For "keep the latest record per id", reach for slice_max(df, version, n = 1, by = id) instead of distinct, since you usually want the highest version, not just the first.

FAQ

How do I remove duplicate rows in dplyr?

distinct(df) removes rows that are duplicates across ALL columns. distinct(df, x) deduplicates by column x only and returns just that column. distinct(df, x, .keep_all = TRUE) deduplicates by x but keeps every column from the first occurrence.

What is the difference between distinct and unique in R?

unique() is base R; works on vectors, matrices, and data frames. distinct() is dplyr; data-frame specific but supports .keep_all, integrates with pipelines, and is faster on large data.

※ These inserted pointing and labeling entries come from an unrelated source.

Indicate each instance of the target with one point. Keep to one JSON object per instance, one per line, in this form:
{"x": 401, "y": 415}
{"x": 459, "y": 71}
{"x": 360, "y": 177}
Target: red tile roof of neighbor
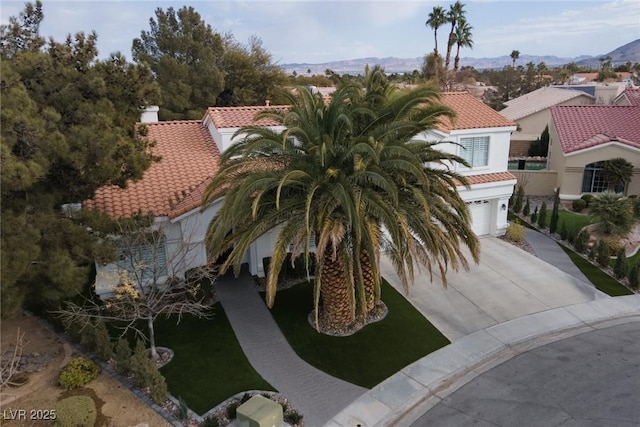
{"x": 586, "y": 126}
{"x": 471, "y": 113}
{"x": 172, "y": 186}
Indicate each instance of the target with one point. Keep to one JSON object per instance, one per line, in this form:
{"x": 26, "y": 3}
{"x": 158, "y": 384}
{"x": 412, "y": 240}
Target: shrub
{"x": 527, "y": 208}
{"x": 620, "y": 267}
{"x": 603, "y": 254}
{"x": 587, "y": 199}
{"x": 542, "y": 215}
{"x": 581, "y": 241}
{"x": 78, "y": 372}
{"x": 515, "y": 232}
{"x": 634, "y": 276}
{"x": 122, "y": 356}
{"x": 578, "y": 205}
{"x": 77, "y": 411}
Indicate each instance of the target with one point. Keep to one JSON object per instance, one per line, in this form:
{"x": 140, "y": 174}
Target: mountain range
{"x": 628, "y": 52}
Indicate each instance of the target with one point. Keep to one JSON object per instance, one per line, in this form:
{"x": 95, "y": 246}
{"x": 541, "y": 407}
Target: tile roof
{"x": 172, "y": 186}
{"x": 632, "y": 95}
{"x": 235, "y": 117}
{"x": 538, "y": 100}
{"x": 585, "y": 126}
{"x": 471, "y": 113}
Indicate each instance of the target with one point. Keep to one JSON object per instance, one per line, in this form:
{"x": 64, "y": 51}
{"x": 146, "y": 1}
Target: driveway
{"x": 508, "y": 283}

For a vector, both return the same unique values.

How do I count distinct values in dplyr?

Use n_distinct(x) inside summarise(): summarise(df, n = n_distinct(x)) returns the count of unique values. For per-group counts: summarise(df, n = n_distinct(x), .by = g).

What does .keep_all do in distinct?

.keep_all = TRUE keeps EVERY column of the first matching row, not just the dedup columns. .keep_all = FALSE (default) returns only the columns named in the dedup arguments. The flag matters when you dedup by some columns but want to retain others.

How do I find rows that are duplicated (not remove them)?

df |> count(x, y) |> filter(n > 1) lists every (x, y) combination that appears more than once. To get the actual duplicate ROWS: df |> group_by(x, y) |> filter(n() > 1) or df[duplicated(df[, c("x","y")]) | duplicated(df[, c("x","y")], fromLast = TRUE), ] in base R.